The five major forces that will shape the Australian economy over the coming decade are:

  • population ageing
  • technological and digital transformation
  • climate change and the net zero green house gas emissions
  • rising demand for care and support services
  • geopolitical risk and fragmentation.

Another key yardstick is the ‘old-age dependency ratio’, which measures the number of people aged 65 and over for every 100 people of traditional working age (15 to 64 years). This is projected to continue to rise, increasing from 26.6 per cent to 38.2 per cent, reflecting the size of the population aged 65 and over growing faster than the working age population. The old-age dependency ratio for First Nations people is, sadly, much lower, standing at 8.8 in 2021.

‘Considering escalating health pressures, it will be important to ensure that the health system provides value for money,’ the IGR, i.e. the Government, says.

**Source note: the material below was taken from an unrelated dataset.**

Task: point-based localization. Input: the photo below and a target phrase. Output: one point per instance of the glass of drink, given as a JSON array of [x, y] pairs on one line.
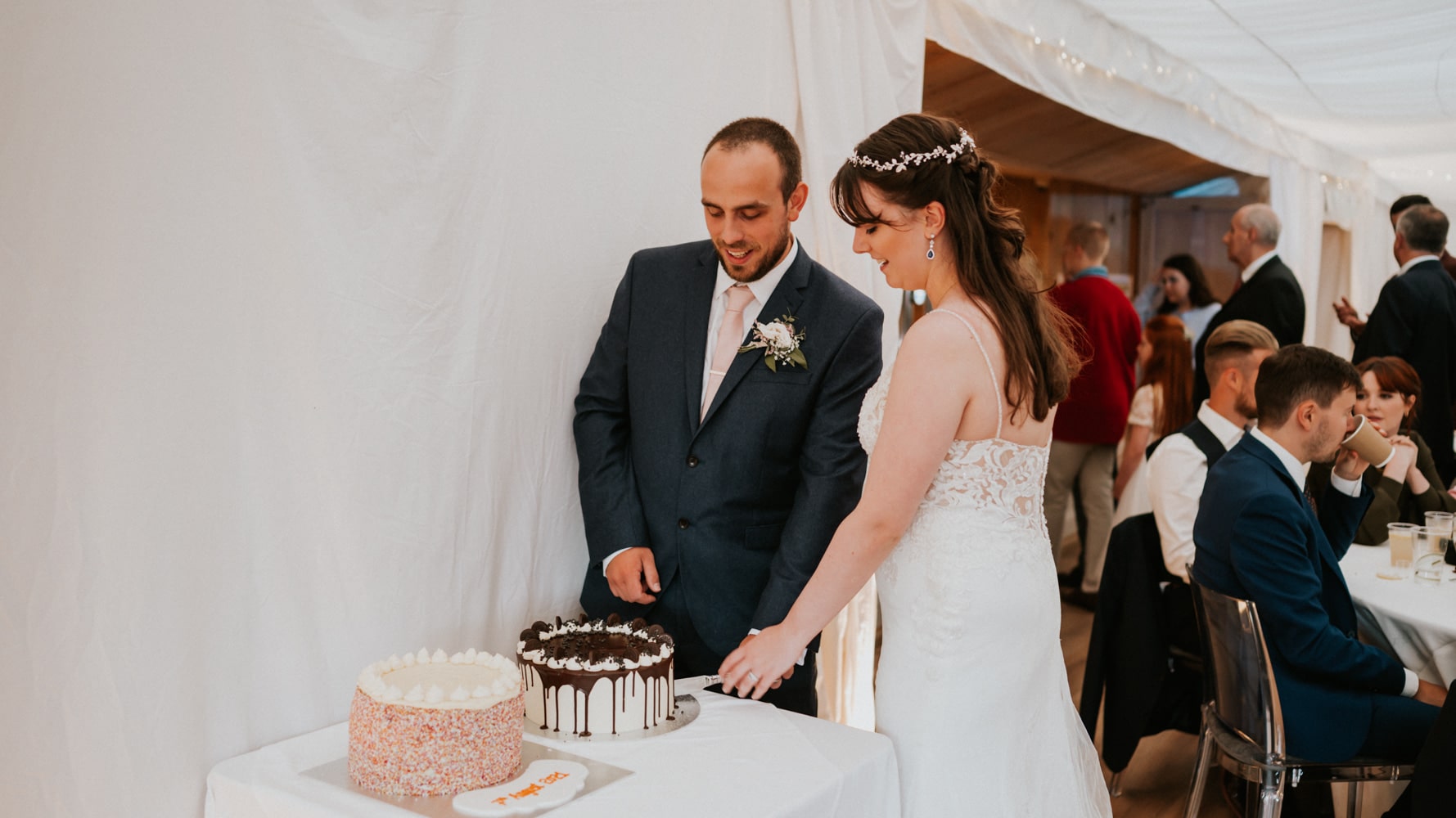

‘This requires a health system that innovates and prioritises funding a patient-centred and sustainable Australian healthcare system that delivers the best outcomes for communities. This will require funding arrangements that continue to effectively invest in preventive health and evidence-based health care spending. 

‘The Strengthening Medicare Taskforce Report released by the Government on 3 February 2023 sets out a recommended pathway for significant reforms to strengthen Medicare and to rebuild primary care. In response to the report, the Government invested $5.7 billion in the 2023–24 Budget to support better access and more affordable care for patients.’

Reports seem to be coming thick and fast, with another recent one, Measuring What Matters (covered in a separate article in this issue) being references in the IGR and in the Treasurer’s Press Club speech. One we’re clear on what we know and what we think might happen, hopefully there will be action on what must be done to achieve a healthier, happier and more equitable nation.